MBS is not a reformer; he is mostly driven by egoism

March 15, 2022 - 22:6

TEHRAN - Saudi Arabia on Saturday executed 81 people, the largest known mass execution carried out in the kingdom over the past four decades.

Reportedly, the executed were convicted of crimes ranging from killings to belonging to extremist militant groups.

It is naïve to think that all those who were executed were murderers or aligned to extremist groups like al-Qaeda or ISIS.

The fact that Saudi Arabia chose this time to execute 81 men is that the world is greatly focused on the Russian invasion of Ukraine and hesitation by the West, especially the U.S., to antagonize the kingdom in order to encourage it to raise oil export to lower record-high gasoline prices.

Most probably, the majority of those who were put to death were opposed to the ruling system as the kingdom shows the least tolerance for opposition voice.

Sending 81 people to gallows in a single day is hard to believe. It is for such reasons that the name of Saudi Arabia has become synonymous with beheading. That its flag is also emblazoned with a sword conveys many things. 

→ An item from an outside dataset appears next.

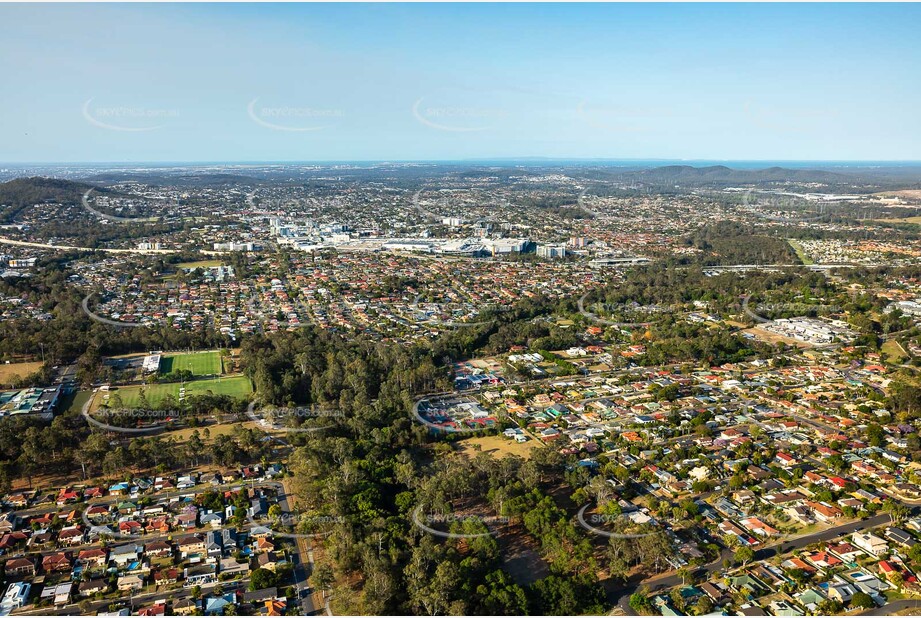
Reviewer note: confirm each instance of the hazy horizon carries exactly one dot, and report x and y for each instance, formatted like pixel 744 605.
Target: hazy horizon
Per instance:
pixel 141 83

Probably, there were murderers and persons loyal to terrorist groups among those executed as the Saudi Kingdom has been the hotbed of extremism and terrorism, but this is not the way to handle issues.

If Saudi Arabia is really sincere in its campaign against extremism and terrorism, it must first take a deep look at its record in creating fertile grounds for violent religionists through Wahhabi and Takfiri ideologies and then take workable and careful steps to address them through effective educational and cultural programs.

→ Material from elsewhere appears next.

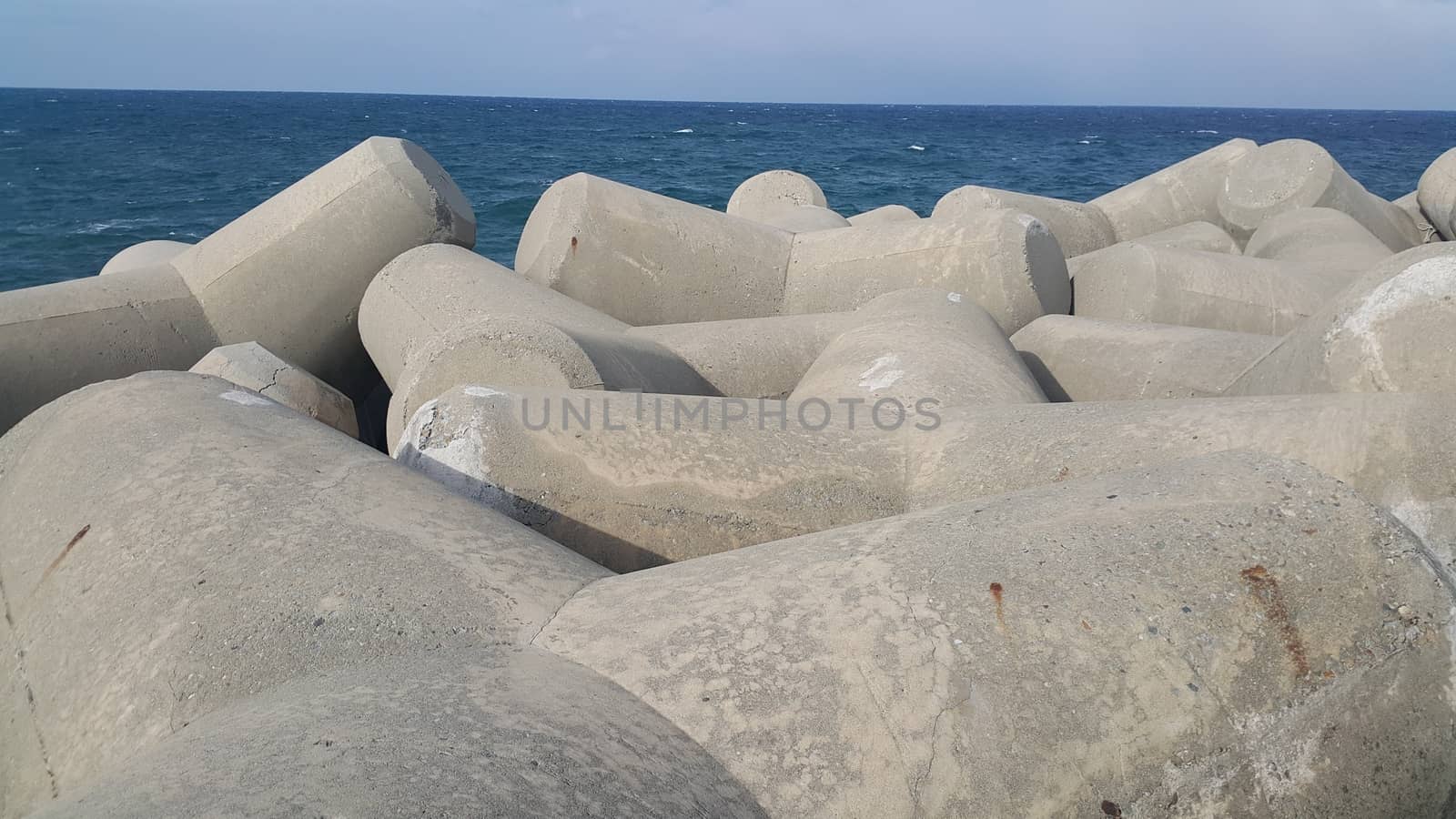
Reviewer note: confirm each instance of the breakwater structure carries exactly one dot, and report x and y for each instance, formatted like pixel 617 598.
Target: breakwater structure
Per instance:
pixel 1135 508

The country’s Interior Ministry claimed the defendants had been able to exercise “their full rights under Saudi law” before Saudi courts, including the right to a lawyer.

But the European Saudi Organization for Human Rights said it had documented cases in which defendants had been denied access to a lawyer, tortured, and held incommunicado.

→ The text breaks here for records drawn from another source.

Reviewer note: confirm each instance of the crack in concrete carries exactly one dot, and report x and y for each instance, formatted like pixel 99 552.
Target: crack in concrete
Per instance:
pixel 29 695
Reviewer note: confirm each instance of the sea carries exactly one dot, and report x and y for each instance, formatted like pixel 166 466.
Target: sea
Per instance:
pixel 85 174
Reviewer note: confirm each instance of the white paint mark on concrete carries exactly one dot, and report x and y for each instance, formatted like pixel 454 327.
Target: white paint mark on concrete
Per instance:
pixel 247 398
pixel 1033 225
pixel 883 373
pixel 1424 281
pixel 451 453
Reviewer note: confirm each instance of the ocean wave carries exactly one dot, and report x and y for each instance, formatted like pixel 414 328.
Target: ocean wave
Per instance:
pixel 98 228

The organization said that of the cases it had been able to monitor and document among the 81 executed, it had found no charges that merited the death penalty under the criteria that Saudi Arabia has made public, the New York Times reported on Saturday. The organization added some of the charges were related to participation in human rights demonstrations.

The mass execution happened despite the fact that Saudi Arabia had promised to reform the judicial system and claims of reform by Crown Prince Mohammed Bin Salma, also called MBS, have reverberated across the world.

The execution shows that if Saudi Arabia takes a single step toward reformism, like allowing women to drive, it disappoints the world by taking a sudden astonishing decision.

Soraya Bauwens, the deputy director of Reprieve, a London-based advocacy group, said in a statement on Saturday that “the world should know by now that when Mohammed bin Salman promises to reform, bloodshed is bound to follow.”

It seems that MBS, the Saudi de facto leader, is driven mostly by his egoism. While he envies the progress the world has made in many areas and he pretends to imitate them, suddenly his egoism prevails and makes him look unpredictable and deceitful. A concrete example is the slaying and dismemberment of Jamal Khashoggi by Saudi death squads. Though he denies he was not aware of the murder, it is unimaginable that something like this happens outside a foreign country without his authorization.

It is also his egoism that doesn’t allow him to put an end to senseless seven-year airstrikes on Yemen which have cost thousands of civilian lives, including children.

All these moves have proven that MBS is unstable. And, although he has portrayed himself as a reformer, finally his egoism has prevailed and undermined some meager reforms he has made.